File naming

How we name files can enhance their utility.

When considering how to name files, it is important to know:

a.Where they are going to be used.
b.What information needs to be in the name.
c.The order information needs to be in the name.

Of course, many programs define their own filenames and those cannot be changed, but outputs from those programs that are not going to be used or changed directly by them can be renamed.

Never waste a filename

There is always something useful they can store.

Note that AI will likely ignore filenames as an optimisation mechanism for processing because their training data is mainly conventional coding and flow patterns, not multi-mode cross-optimisations. This means that until filenames as storage becomes more widely used, we will have to make up our own usage patterns.

Where

△

Where files are stored or used will place limits on what characters are allowed.

Some key issues with filenames are:

a.Some operating systems ignore case, like Windows, but others do not, like Linux. That means that it will be better to use lowercase letters in names to allow the file to be used anywhere without possible sorting or identification issues.
b.Many filesystems do not handle Unicode characters consistently and that can vary between operating systems.
c.Each operating system uses special characters in their command line utilities, and those cannot be used in filenames.
d.All filesystems use a . before the extension. If processing the filenames programmatically, use it as the major separator between filename parts to split it only once to isolate those parts.
e.At some point, a filename may need to be displayed on a web page. While many people may use a _ to separate words in filenames, on a web page the name will not automatically wrap at them, possibly leading to extra long names that push past the page boundary. Use - instead which do wrap.
f.Some operating systems impose limits on filename lengths or total path length. For example, Windows restricts paths to 256 characters.

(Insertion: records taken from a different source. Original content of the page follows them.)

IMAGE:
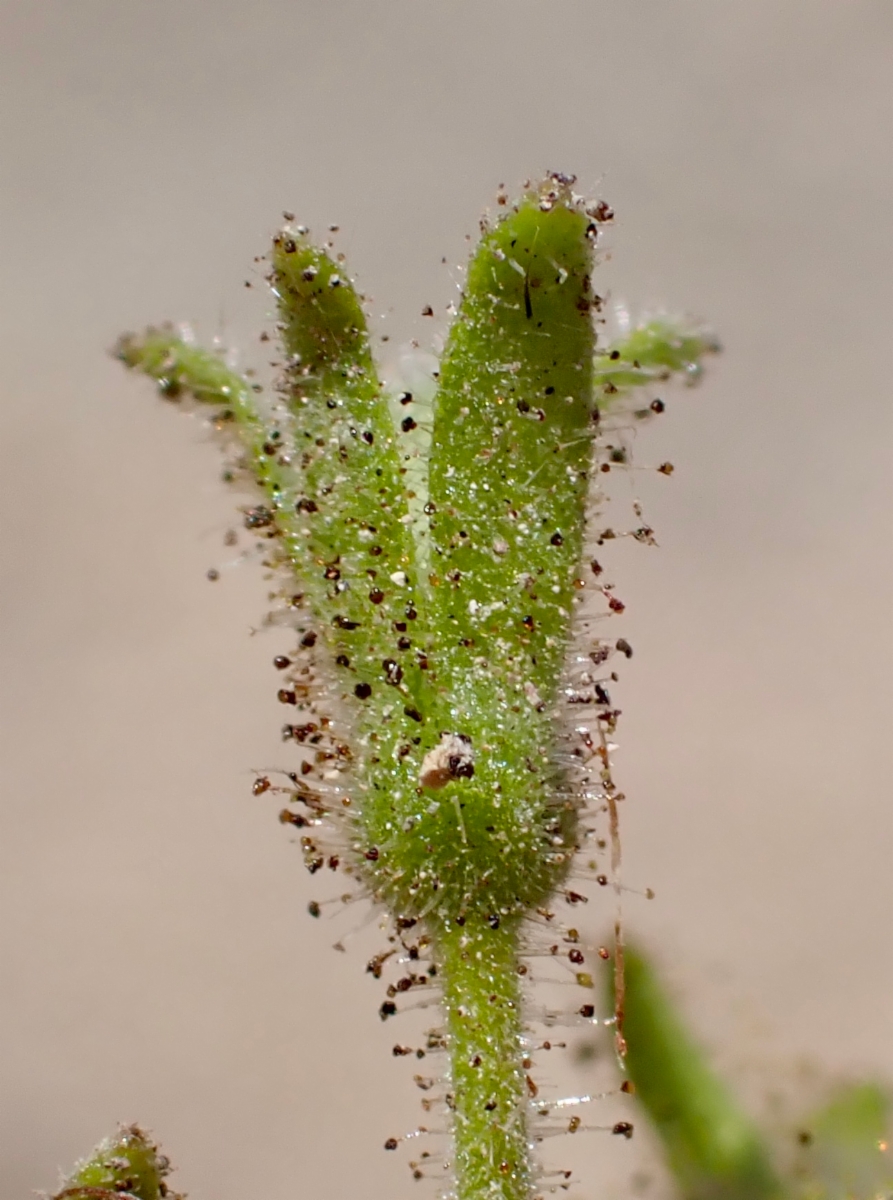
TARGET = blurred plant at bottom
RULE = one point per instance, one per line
(712, 1147)
(126, 1167)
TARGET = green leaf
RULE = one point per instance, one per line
(845, 1146)
(711, 1146)
(127, 1165)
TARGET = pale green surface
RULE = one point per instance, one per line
(712, 1149)
(474, 649)
(127, 1165)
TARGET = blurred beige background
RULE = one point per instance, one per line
(157, 963)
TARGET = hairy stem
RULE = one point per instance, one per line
(481, 997)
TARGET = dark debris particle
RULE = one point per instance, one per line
(258, 517)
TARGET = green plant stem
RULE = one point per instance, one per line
(712, 1147)
(481, 996)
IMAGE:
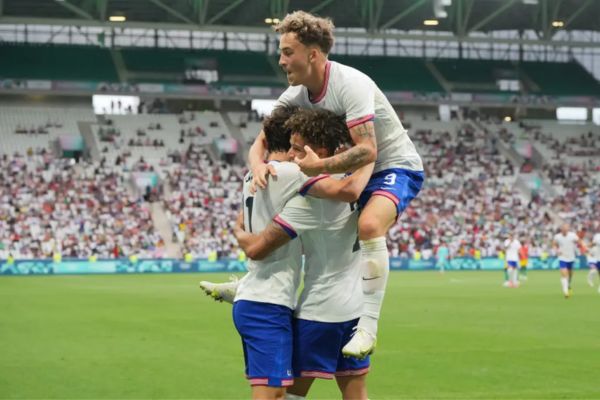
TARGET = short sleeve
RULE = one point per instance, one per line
(298, 217)
(358, 97)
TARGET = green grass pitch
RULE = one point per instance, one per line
(453, 336)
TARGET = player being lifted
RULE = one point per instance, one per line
(265, 297)
(378, 135)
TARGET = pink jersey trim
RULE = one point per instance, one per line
(355, 122)
(324, 89)
(352, 372)
(386, 194)
(316, 374)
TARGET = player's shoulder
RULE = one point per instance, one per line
(286, 171)
(347, 73)
(285, 167)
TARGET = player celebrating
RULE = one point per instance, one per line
(565, 242)
(378, 135)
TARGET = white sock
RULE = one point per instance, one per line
(289, 396)
(376, 265)
(565, 285)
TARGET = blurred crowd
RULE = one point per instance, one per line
(469, 202)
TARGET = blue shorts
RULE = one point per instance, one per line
(318, 350)
(565, 264)
(397, 184)
(266, 331)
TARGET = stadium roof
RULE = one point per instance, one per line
(462, 16)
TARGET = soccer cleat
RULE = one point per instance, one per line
(221, 291)
(361, 345)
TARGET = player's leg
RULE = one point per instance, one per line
(300, 388)
(523, 271)
(266, 332)
(388, 193)
(268, 393)
(352, 387)
(506, 275)
(351, 374)
(570, 278)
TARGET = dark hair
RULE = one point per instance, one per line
(276, 133)
(320, 128)
(309, 29)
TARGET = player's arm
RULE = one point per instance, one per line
(256, 158)
(347, 189)
(362, 153)
(257, 246)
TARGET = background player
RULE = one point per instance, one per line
(565, 242)
(512, 246)
(378, 135)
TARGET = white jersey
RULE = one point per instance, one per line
(512, 249)
(594, 255)
(567, 244)
(350, 92)
(332, 271)
(275, 279)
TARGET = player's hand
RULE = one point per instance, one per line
(311, 164)
(259, 176)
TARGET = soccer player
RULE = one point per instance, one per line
(378, 135)
(331, 300)
(594, 260)
(265, 291)
(266, 296)
(523, 259)
(442, 255)
(512, 246)
(565, 242)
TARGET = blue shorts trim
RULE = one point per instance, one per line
(565, 264)
(397, 184)
(266, 331)
(318, 350)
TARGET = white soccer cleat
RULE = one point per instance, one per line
(361, 345)
(221, 291)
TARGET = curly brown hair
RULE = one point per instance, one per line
(320, 129)
(276, 133)
(309, 29)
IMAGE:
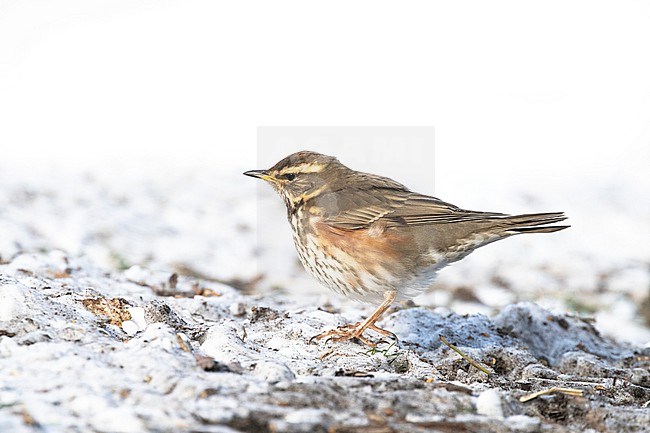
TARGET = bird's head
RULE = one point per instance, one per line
(302, 176)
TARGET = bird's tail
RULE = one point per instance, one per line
(533, 223)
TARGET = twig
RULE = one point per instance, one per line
(472, 362)
(568, 391)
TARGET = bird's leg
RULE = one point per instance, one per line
(350, 331)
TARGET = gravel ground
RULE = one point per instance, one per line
(137, 306)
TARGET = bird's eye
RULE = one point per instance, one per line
(288, 176)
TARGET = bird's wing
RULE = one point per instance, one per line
(360, 209)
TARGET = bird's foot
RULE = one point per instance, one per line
(352, 331)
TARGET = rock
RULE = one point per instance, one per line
(273, 372)
(488, 403)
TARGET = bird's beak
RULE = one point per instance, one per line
(260, 174)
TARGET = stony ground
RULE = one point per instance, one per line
(114, 318)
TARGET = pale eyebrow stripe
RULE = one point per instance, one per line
(303, 168)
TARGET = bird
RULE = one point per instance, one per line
(370, 238)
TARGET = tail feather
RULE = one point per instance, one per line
(530, 223)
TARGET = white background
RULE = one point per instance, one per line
(530, 89)
(546, 99)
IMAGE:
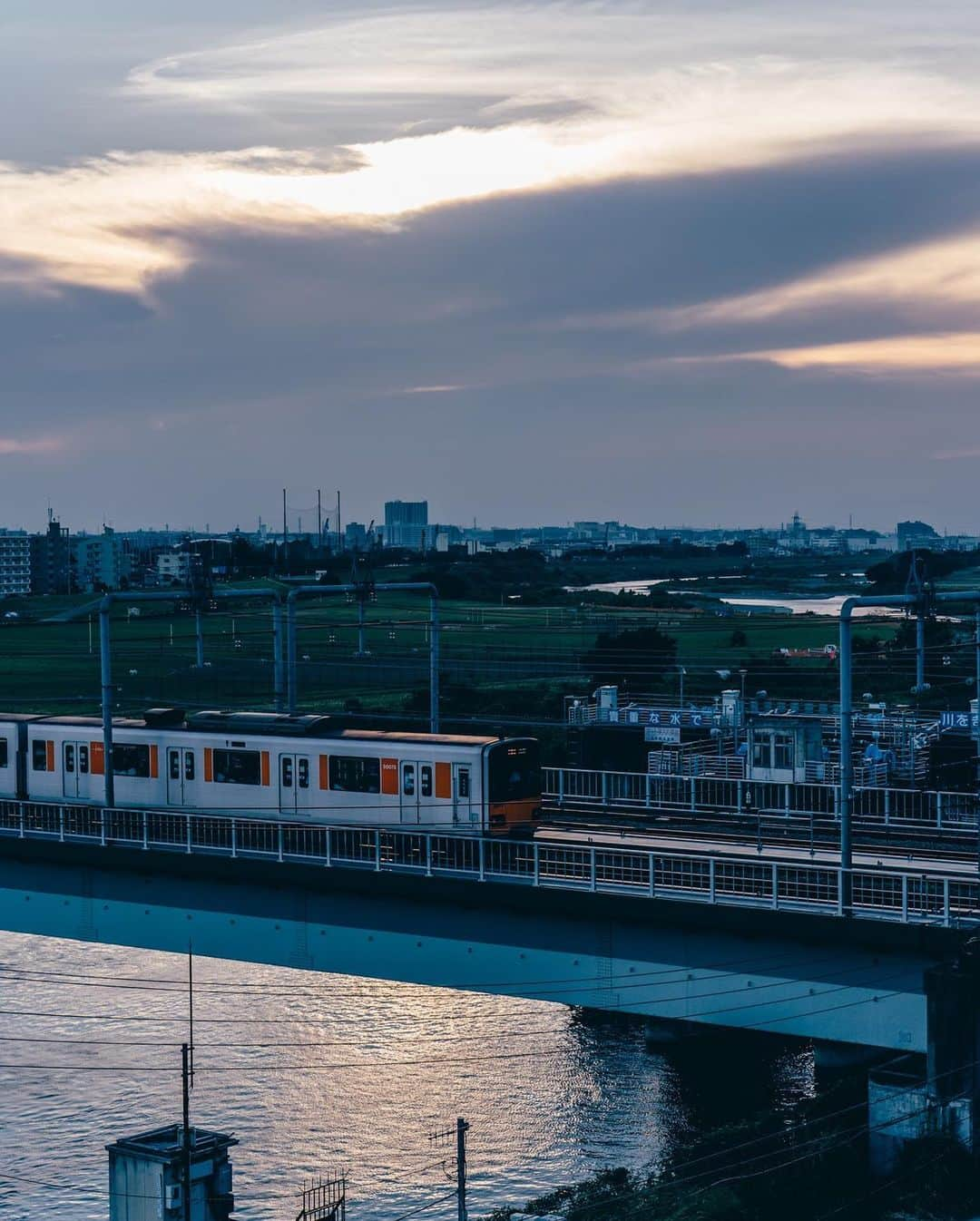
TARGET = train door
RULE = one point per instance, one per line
(181, 776)
(462, 793)
(293, 784)
(74, 768)
(409, 793)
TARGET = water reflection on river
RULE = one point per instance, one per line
(552, 1093)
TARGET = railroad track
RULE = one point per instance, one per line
(771, 832)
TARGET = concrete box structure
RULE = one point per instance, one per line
(145, 1176)
(779, 748)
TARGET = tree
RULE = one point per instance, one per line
(635, 659)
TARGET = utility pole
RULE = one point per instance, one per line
(186, 1149)
(976, 726)
(285, 537)
(444, 1137)
(462, 1128)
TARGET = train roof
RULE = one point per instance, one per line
(260, 724)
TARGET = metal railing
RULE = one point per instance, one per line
(877, 894)
(912, 808)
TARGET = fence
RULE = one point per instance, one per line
(624, 791)
(877, 894)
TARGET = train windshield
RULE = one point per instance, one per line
(514, 770)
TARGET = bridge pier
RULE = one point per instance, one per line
(910, 1098)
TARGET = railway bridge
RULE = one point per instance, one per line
(682, 934)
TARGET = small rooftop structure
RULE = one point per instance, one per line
(145, 1176)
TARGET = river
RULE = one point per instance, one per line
(828, 606)
(317, 1072)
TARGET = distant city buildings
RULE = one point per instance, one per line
(50, 561)
(57, 562)
(406, 524)
(15, 562)
(99, 562)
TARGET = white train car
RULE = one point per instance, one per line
(279, 766)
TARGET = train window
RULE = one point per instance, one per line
(349, 775)
(130, 758)
(514, 772)
(237, 767)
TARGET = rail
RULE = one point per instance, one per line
(630, 791)
(877, 894)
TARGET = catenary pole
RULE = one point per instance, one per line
(909, 601)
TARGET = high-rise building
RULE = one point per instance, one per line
(405, 524)
(99, 561)
(15, 562)
(50, 561)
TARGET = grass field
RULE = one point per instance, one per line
(50, 666)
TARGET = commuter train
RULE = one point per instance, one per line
(272, 766)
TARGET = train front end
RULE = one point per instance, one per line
(514, 786)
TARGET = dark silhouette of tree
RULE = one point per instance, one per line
(637, 659)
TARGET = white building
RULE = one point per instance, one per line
(173, 568)
(15, 562)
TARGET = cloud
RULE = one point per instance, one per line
(10, 445)
(617, 92)
(899, 353)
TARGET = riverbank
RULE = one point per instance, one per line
(810, 1167)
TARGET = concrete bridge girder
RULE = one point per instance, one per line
(838, 992)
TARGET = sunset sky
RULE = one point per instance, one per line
(665, 263)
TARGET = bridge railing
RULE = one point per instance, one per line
(916, 808)
(877, 894)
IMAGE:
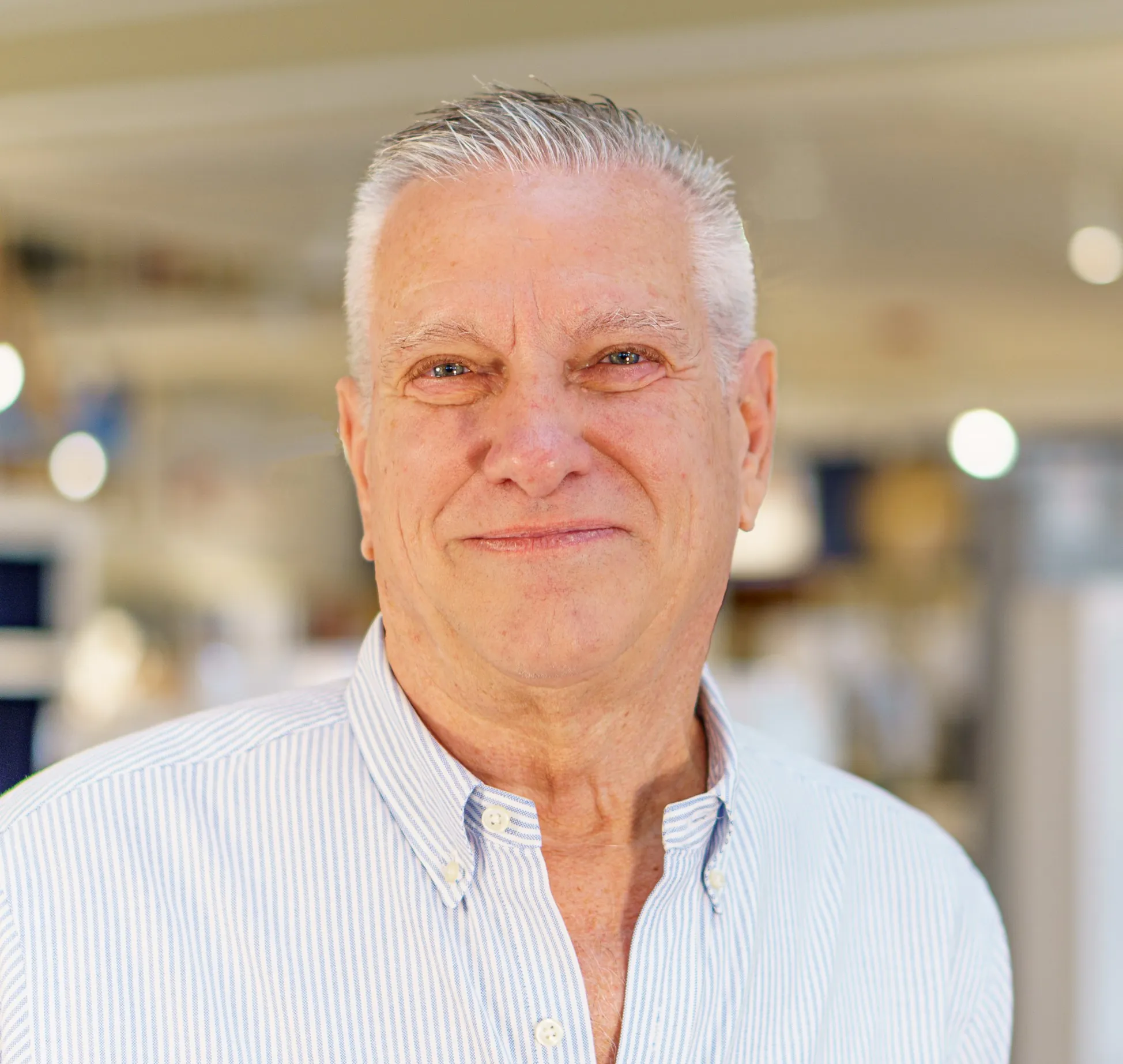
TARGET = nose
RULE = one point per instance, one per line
(536, 439)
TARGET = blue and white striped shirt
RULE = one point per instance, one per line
(311, 878)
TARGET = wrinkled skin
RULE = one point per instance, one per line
(551, 478)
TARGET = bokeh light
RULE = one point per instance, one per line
(12, 375)
(79, 467)
(1095, 253)
(983, 444)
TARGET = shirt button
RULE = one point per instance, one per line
(496, 819)
(548, 1033)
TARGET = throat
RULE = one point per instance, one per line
(600, 891)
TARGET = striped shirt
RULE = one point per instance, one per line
(311, 878)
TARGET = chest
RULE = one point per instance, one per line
(195, 944)
(600, 893)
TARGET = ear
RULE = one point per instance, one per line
(756, 403)
(354, 435)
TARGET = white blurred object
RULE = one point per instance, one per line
(1095, 253)
(787, 704)
(79, 467)
(316, 663)
(12, 375)
(786, 537)
(101, 668)
(983, 444)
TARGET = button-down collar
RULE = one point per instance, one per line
(438, 803)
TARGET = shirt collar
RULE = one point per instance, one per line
(435, 800)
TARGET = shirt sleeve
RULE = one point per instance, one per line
(981, 994)
(15, 1029)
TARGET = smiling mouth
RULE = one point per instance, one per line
(525, 541)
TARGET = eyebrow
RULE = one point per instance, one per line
(620, 321)
(617, 321)
(435, 333)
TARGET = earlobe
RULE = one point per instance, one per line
(757, 407)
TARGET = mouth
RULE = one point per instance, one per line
(526, 540)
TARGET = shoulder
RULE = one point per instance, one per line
(874, 839)
(210, 736)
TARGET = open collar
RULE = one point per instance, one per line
(428, 791)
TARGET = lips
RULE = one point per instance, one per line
(526, 539)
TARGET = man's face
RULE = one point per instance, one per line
(551, 476)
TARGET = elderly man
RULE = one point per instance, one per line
(525, 830)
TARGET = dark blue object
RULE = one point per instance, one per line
(22, 592)
(17, 726)
(839, 483)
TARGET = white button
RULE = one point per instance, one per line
(548, 1033)
(496, 819)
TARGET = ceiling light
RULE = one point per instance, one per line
(983, 444)
(12, 375)
(1095, 253)
(78, 467)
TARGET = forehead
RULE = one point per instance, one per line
(561, 244)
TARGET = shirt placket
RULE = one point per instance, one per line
(523, 970)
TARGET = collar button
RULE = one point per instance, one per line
(496, 819)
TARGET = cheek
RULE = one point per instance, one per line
(421, 456)
(669, 448)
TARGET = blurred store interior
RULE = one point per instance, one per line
(934, 195)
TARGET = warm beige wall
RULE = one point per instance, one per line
(1036, 821)
(221, 42)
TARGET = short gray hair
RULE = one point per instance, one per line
(527, 130)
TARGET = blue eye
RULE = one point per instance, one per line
(450, 369)
(624, 358)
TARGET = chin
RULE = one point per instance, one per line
(555, 644)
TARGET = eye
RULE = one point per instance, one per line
(624, 358)
(447, 369)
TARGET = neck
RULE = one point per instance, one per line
(600, 759)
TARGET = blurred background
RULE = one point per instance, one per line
(933, 597)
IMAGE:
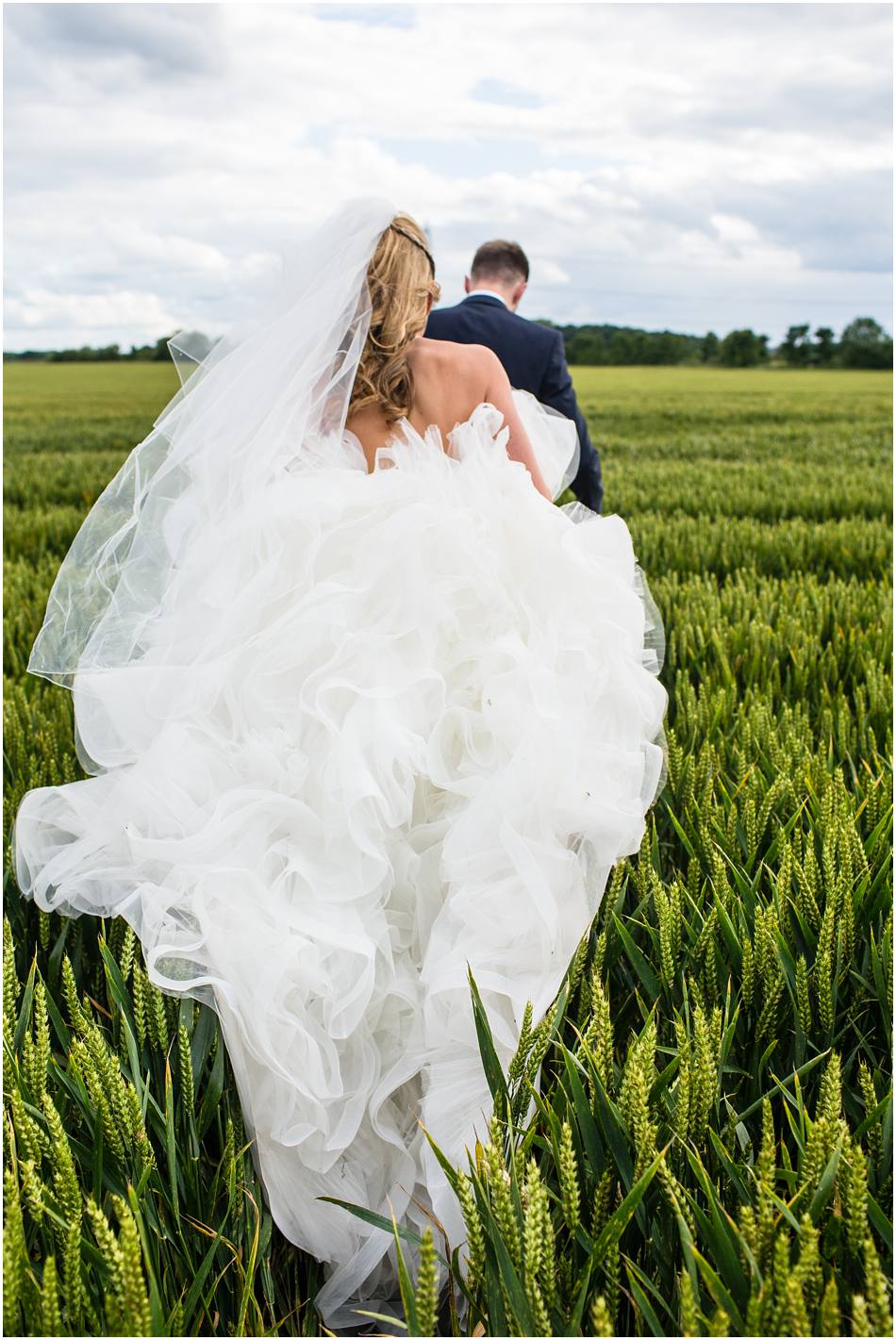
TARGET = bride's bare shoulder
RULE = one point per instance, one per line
(473, 362)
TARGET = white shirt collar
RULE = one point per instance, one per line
(488, 292)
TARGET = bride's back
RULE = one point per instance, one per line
(402, 374)
(448, 382)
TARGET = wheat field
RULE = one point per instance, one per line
(711, 1145)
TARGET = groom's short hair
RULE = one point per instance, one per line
(500, 260)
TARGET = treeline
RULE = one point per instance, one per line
(156, 353)
(863, 343)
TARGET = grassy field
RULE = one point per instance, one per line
(711, 1152)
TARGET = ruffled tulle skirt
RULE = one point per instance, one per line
(389, 728)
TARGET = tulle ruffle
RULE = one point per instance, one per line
(385, 728)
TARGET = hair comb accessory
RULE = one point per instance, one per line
(397, 228)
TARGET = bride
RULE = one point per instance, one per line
(360, 709)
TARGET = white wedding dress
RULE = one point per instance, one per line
(350, 735)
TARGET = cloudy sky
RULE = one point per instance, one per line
(682, 166)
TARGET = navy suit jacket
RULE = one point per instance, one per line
(535, 360)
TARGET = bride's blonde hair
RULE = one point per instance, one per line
(401, 279)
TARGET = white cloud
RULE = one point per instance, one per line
(681, 165)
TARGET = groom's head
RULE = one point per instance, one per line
(503, 267)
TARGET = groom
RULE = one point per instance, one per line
(533, 356)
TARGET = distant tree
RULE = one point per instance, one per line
(797, 347)
(587, 349)
(710, 347)
(742, 349)
(864, 343)
(825, 344)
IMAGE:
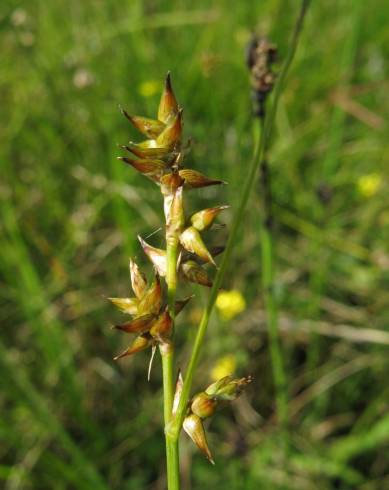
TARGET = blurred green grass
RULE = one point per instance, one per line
(70, 212)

Restrict the characters in filenames to:

a.Letters: a to z
b.Numbers: 0 to 9
c.Primary separator: .
d.Secondary separator: -
e.Name length: 255 characters
f.Path length: 260 on Windows, 1024 elsewhere
g.Nothing else!

While Windows 11 can be made to allow longer path lengths from the default of 260 characters up to over 32,000 through the Settings > System > Advanced > File Explorer > Enable long paths setting, very few systems would have it switched on. While Linux allows up to 4096 character path lengths, MacOS, though also based upon Unix, only allows 1024. Use a maximum of 1024 on webservers to be safe and be readable in site management pages.

Information

△

A lot of information can be stored in the filename to avoid having to open it.

The types of information that can be stored in file or folder names are:

a.Dates and times, preferably as UTC so that daylight savings will not create issues.
b.Names of documents or objects, even if abbreviated.
c.Status, maybe even just a letter if there are not many options.
d.Unicode, but converted to lowercase hex.
e.Hash and its algorithm of the file's contents.

Some examples of these are:

a.Format of yyyy-mm-dd or yyyy-mm-dd-hh-mm-ss, depending upon the granularity required. The separators make them far easier to read. Keep leading 0s to facilitate sorting and direct comparisons.
b.finance or fin if the mnemonics are generally understood. If wanting to compare across different filenames while still being able to compare other parts, make them all the same length by using constant-length mnemonics.
c.w, d and r for works-in-progress, drafts and releases respectively.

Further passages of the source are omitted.